5.1.7. Changes to system logging
The rsyslog package is no longer needed on most systems and you may be able to remove it.
Many programs produce log messages to inform the user of what they are
doing. These messages can be managed by systemd's "journal" or by a
"syslog daemon" such as rsyslog
.
In bookworm, rsyslog was installed by default and the systemd
journal was configured to forward log messages to rsyslog, which writes
messages into various text files such as /var/log/syslog
.
From trixie, rsyslog is no longer installed by default. If you do
not want to continue using rsyslog
, after the upgrade you can mark
it as automatically installed with
# apt-mark auto rsyslog
and then an
# apt autoremove
will remove it, if possible. If you have upgraded from older Debian releases, and not accepted the default configuration settings, the journal may not have been configured to save messages to persistent storage: instructions for enabling this are in journald.conf(5).
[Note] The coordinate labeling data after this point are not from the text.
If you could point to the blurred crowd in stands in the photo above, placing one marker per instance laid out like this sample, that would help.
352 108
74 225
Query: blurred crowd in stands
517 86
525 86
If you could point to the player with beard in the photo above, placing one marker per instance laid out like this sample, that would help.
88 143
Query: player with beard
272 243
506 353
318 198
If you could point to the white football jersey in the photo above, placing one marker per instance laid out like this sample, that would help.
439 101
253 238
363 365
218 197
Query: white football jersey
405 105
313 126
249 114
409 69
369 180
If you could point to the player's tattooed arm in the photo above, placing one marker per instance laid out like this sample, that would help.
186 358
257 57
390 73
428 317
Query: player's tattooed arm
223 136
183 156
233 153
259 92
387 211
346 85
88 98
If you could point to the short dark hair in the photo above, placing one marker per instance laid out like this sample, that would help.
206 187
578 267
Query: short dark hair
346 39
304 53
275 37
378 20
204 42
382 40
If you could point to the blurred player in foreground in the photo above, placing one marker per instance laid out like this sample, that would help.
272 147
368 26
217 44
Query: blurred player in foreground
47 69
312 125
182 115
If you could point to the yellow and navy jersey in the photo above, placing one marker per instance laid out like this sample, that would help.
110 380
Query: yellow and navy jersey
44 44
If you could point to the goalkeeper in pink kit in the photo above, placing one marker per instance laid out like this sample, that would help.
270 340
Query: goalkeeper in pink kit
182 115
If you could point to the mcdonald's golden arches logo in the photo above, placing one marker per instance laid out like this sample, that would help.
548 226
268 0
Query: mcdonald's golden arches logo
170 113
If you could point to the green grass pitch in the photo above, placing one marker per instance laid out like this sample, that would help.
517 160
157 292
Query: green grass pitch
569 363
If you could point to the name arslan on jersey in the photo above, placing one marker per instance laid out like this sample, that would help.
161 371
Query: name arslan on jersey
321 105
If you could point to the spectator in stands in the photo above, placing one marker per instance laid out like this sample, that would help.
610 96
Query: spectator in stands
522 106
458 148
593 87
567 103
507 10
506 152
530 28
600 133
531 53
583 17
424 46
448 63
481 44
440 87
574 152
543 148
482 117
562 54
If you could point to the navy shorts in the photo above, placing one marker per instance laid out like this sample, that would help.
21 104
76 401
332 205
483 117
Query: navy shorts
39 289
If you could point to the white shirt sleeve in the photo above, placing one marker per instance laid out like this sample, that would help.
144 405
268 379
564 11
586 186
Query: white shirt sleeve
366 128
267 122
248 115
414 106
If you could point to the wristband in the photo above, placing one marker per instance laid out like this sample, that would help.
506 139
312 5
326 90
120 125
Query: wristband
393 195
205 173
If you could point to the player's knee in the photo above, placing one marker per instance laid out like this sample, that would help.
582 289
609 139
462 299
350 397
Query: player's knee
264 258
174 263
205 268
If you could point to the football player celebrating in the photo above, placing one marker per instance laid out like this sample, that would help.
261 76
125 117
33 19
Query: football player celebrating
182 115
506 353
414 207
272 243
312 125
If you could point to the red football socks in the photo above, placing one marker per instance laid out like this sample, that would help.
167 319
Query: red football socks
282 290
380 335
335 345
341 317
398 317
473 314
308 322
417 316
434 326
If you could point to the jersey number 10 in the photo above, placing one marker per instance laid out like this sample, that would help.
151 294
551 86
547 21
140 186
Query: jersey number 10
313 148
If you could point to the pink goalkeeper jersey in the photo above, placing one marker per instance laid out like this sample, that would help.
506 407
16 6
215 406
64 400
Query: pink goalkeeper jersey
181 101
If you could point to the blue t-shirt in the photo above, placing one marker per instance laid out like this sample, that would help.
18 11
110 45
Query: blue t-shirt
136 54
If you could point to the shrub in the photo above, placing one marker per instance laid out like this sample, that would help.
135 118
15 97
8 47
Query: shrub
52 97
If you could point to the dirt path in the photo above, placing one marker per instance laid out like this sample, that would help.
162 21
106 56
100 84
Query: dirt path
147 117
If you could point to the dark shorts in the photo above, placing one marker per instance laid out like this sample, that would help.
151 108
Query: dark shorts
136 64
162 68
If you decide to switch away from rsyslog you can use the journalctl
command to read log messages, which are stored in a binary format under
/var/log/journal
. For example,
# journalctl -e
shows the most recent log messages in the journal and
# journalctl -ef
shows new messages as they are written (similar to running
# tail -f /var/log/syslog
).
5.1.8. rsyslog changes affecting log analyzers such as logcheck
rsyslog now defaults to "high precision timestamps" which may affect other programs that analyze the system logs. There is further information about how to customize this setting in rsyslog.conf(5).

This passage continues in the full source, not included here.